Monday, September 8, 2008

Bailing out Freddie Mac and Fannie Mae

Freddie and Fannie are the nations biggest money laundering operations. If they failed, all kinds of garbage would come spilling out, and that just can't happen.
Our national debt is not money that our country owes to itself or a meaningless number like a lot of people think, it's actually the amount of money that the U.S. owes overall to other countries in the world. Each year the U.S. government borrows billions from other countries like china, Russia and many from the E.U. and pretty soon the interest payments on our loans are going to exceed the GDP. The question is not whether our economy will fail, but rather how the rest of the world will react when we start defaulting on our debts to them

1 comment:

Anonymous said...

I think that the feds did the right thing today by bailing out Fannie Mae and Freddie Mac.
Why not help out and find a remedy for the worst housing slump the nation has suffered in decades?
Why not help out people who most desperately need help?

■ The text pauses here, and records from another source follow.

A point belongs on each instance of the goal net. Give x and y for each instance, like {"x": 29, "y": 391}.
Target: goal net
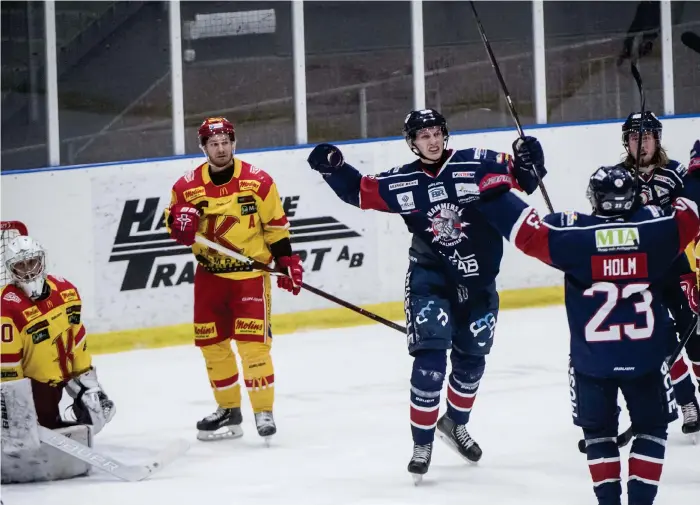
{"x": 10, "y": 230}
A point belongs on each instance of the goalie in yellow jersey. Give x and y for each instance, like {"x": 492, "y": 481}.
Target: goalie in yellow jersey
{"x": 237, "y": 205}
{"x": 44, "y": 351}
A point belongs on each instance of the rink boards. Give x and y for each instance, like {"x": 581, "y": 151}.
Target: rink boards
{"x": 102, "y": 226}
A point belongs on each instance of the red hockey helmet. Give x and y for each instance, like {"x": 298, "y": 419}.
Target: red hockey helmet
{"x": 214, "y": 126}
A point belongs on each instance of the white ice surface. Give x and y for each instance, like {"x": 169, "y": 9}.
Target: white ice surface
{"x": 344, "y": 437}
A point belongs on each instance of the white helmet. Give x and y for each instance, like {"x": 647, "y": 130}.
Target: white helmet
{"x": 25, "y": 260}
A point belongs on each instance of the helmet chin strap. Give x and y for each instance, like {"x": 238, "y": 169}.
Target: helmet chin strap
{"x": 424, "y": 158}
{"x": 34, "y": 289}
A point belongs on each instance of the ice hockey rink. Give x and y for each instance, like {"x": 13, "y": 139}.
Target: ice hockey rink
{"x": 344, "y": 437}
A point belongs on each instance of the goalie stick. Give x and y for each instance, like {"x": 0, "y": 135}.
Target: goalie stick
{"x": 129, "y": 473}
{"x": 508, "y": 98}
{"x": 261, "y": 266}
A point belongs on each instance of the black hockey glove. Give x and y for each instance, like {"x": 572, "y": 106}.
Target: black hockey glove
{"x": 325, "y": 158}
{"x": 529, "y": 162}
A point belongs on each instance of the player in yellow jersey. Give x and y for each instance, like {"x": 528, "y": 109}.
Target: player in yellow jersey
{"x": 236, "y": 205}
{"x": 44, "y": 351}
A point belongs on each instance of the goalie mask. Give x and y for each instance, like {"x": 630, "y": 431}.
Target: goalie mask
{"x": 26, "y": 263}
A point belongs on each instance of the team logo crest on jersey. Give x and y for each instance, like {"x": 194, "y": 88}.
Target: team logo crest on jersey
{"x": 609, "y": 239}
{"x": 12, "y": 297}
{"x": 446, "y": 224}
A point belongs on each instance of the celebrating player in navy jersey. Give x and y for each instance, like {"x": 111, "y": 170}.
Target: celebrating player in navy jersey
{"x": 616, "y": 264}
{"x": 455, "y": 254}
{"x": 661, "y": 181}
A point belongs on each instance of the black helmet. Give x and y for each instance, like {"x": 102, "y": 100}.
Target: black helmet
{"x": 649, "y": 124}
{"x": 611, "y": 191}
{"x": 416, "y": 120}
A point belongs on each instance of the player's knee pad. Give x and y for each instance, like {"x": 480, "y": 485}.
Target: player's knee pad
{"x": 467, "y": 368}
{"x": 257, "y": 364}
{"x": 428, "y": 373}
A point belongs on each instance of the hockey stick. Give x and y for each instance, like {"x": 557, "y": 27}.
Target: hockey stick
{"x": 643, "y": 99}
{"x": 509, "y": 100}
{"x": 261, "y": 266}
{"x": 624, "y": 438}
{"x": 691, "y": 41}
{"x": 129, "y": 473}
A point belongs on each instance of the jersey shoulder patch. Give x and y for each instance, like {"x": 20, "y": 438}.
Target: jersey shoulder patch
{"x": 678, "y": 167}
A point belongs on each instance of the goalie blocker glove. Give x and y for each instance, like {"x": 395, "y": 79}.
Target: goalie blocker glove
{"x": 91, "y": 405}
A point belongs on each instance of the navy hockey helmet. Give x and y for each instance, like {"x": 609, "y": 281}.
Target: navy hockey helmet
{"x": 611, "y": 191}
{"x": 650, "y": 123}
{"x": 416, "y": 120}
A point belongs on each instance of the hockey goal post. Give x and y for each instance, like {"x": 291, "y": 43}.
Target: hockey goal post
{"x": 9, "y": 230}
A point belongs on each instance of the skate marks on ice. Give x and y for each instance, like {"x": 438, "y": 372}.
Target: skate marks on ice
{"x": 343, "y": 433}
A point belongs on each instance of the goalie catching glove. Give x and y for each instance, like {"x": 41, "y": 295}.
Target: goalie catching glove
{"x": 91, "y": 405}
{"x": 184, "y": 223}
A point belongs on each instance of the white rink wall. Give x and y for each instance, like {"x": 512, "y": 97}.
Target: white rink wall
{"x": 130, "y": 277}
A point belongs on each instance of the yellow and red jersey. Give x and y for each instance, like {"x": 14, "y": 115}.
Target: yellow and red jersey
{"x": 245, "y": 215}
{"x": 43, "y": 340}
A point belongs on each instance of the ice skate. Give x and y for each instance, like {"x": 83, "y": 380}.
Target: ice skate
{"x": 691, "y": 420}
{"x": 265, "y": 424}
{"x": 224, "y": 423}
{"x": 457, "y": 438}
{"x": 420, "y": 462}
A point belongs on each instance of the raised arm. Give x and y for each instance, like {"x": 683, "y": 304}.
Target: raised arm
{"x": 348, "y": 183}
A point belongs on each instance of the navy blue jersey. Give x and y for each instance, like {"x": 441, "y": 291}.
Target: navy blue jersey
{"x": 614, "y": 269}
{"x": 441, "y": 211}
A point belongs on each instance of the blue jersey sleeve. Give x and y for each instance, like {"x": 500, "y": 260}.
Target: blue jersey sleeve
{"x": 362, "y": 191}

Sure it will help out the banks as well, but so what? Are you aware that about a half of million homeowners are at risk of losing their homes to foreclosure? And that Fannie Mae and Freddie Mac, owns or guarantees nearly half of the nation's mortgages and which now have a rescue plan. So what’s so damn terrible about that? Are you so damn stuck on stupid and your blinders are on SO tight that you won’t agree the Richest country in the world won’t help it’s people in time of need. This plan The bill would help an estimated 500,000 homeowners avoid foreclosure by allowing them to refinance into lower-cost mortgages insured by the Federal Housing Administration. To qualify, borrowers must have a relatively high level of debt to income, use their homes as primary residences and agree to share any profits from any eventual resale with the government. And the lenders must agree to write down the loan principals. And you think that’s so bad?
Ok, it Bush’s fault that the banks and the money hungry mortgage brokers sold homes to the wrong people the people that couldn’t afford them in the first place. Lenders, banks, investors, mortgage companies and borrowers - have to share the responsibility for that mess.
The market went up 290 points today on that news. Good thing? You bet it was.